ACME widget failure prediction from imbalanced data
ACME, a widget manufacturer, would like to understand what causes failures of widgets and how these can be predicted or prevented in the future. They have provided some data extracted from their mainframe system. We will be developing binary classification models to predict failures of widgets and examine feature importances to identify strong predictors of failure. Our findings can help ACME accelerate quality issue investigations to develop failure prevention strategies. Through fewer warranty claims and quality recalls, ACME can benefit from reduced operating costs.
ACME has provided some data extracted from their mainframe system.
Data summary:
- failure: Indicate whether the widget failed (=1) or not (=0)
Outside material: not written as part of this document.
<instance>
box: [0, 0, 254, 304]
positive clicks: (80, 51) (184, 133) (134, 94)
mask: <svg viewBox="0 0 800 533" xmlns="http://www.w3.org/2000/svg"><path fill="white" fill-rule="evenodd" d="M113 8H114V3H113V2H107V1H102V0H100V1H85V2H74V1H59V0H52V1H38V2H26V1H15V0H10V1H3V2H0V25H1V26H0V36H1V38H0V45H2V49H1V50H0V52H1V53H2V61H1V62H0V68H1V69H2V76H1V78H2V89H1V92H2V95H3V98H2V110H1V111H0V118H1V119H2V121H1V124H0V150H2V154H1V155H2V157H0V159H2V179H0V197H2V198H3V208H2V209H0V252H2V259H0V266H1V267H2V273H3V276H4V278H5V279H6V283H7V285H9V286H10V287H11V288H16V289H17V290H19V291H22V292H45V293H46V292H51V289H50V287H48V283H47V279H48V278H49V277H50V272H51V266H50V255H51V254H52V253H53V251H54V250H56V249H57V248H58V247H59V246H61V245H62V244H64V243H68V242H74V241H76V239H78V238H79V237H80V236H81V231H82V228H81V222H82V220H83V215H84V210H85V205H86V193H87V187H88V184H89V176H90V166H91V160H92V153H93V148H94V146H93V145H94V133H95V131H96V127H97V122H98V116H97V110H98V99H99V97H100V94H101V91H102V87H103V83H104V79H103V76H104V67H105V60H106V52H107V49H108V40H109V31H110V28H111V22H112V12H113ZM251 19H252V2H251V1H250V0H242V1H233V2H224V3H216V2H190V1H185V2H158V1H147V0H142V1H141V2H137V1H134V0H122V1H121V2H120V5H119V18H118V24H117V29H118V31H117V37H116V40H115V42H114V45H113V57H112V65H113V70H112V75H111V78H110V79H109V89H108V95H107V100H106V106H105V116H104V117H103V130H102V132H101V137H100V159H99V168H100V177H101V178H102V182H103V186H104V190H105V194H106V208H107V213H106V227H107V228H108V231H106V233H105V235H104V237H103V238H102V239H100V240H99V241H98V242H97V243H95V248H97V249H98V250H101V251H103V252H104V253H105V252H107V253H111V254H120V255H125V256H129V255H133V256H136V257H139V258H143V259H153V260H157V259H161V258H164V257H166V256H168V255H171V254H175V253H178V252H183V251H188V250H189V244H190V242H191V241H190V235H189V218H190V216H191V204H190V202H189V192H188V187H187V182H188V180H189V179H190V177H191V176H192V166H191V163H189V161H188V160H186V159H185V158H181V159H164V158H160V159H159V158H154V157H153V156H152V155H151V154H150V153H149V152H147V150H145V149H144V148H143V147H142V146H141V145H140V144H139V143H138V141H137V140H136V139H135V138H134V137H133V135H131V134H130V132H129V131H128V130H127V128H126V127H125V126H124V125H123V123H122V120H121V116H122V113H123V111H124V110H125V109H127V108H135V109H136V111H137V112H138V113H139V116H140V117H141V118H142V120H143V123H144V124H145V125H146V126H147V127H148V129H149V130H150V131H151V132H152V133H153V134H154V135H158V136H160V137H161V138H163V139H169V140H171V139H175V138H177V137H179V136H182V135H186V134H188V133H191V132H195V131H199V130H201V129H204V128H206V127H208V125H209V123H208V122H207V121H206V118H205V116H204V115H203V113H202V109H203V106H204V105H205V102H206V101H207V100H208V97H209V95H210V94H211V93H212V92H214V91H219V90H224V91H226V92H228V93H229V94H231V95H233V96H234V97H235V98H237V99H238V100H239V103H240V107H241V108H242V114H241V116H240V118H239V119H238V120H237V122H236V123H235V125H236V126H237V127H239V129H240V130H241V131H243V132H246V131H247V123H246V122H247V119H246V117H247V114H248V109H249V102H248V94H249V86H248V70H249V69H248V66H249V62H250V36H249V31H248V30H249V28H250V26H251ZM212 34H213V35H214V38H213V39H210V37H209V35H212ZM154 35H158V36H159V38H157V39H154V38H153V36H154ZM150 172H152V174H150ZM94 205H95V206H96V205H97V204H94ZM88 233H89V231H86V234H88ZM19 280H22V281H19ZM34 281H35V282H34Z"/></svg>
- model: Model number of the widget
- date: Date in yyyy-mm-dd format
- serial_number: Serial number of the widget
- 17 variables that begin with 'smart': Values extracted from the mainframe system
- Our AdaBoost classifier trained without resampling performed well in predicting widget failure with test F1 score of 0.98. We gave equal importance to precision and accuracy while tuning our model.
- Strong predictors of widget failure are smart_5_raw, smart_9_raw, smart_18_raw and smart_1_raw.
- If the 17 smart values are known and collected during manufacturing, our failure prediction model can be used to augment current quality control processes and remove widgets that are likely to fail soon. During model testing, we successfully predicted 98% of failures, and 98% of all predicted failures are actual failures.
- If the 17 smart values are only known after the widgets are used, our failure prediction model can be used as an early warning system by sending user alerts if it detects that a widget may fail soon.
- Examine factors that may affect smart_5_raw, smart_9_raw, smart_18_raw and smart_1_raw values, which are strong predictors of widget failure. Develop prevention strategies that will keep these values within the norminal range for non-failures.
- While we believe that the smart values reported from the mainframe are comparable across widget models, ST4000DM000 is overrepresented in our dataset. It is important to test our prediction model on larger numbers of other widget models to monitor its predictive performance.
- With limited descriptions provided for the 17 explanatory variables that begin with 'smart', we did not manage to explore feature selection, feature engineering, or consider any interactions between features.
- To better understand what causes failures of widgets, it will be good to have repeated observations of functional and failed widgets over a time period. We can then examine the difference in a smart value between time T and T−1 to predict failure.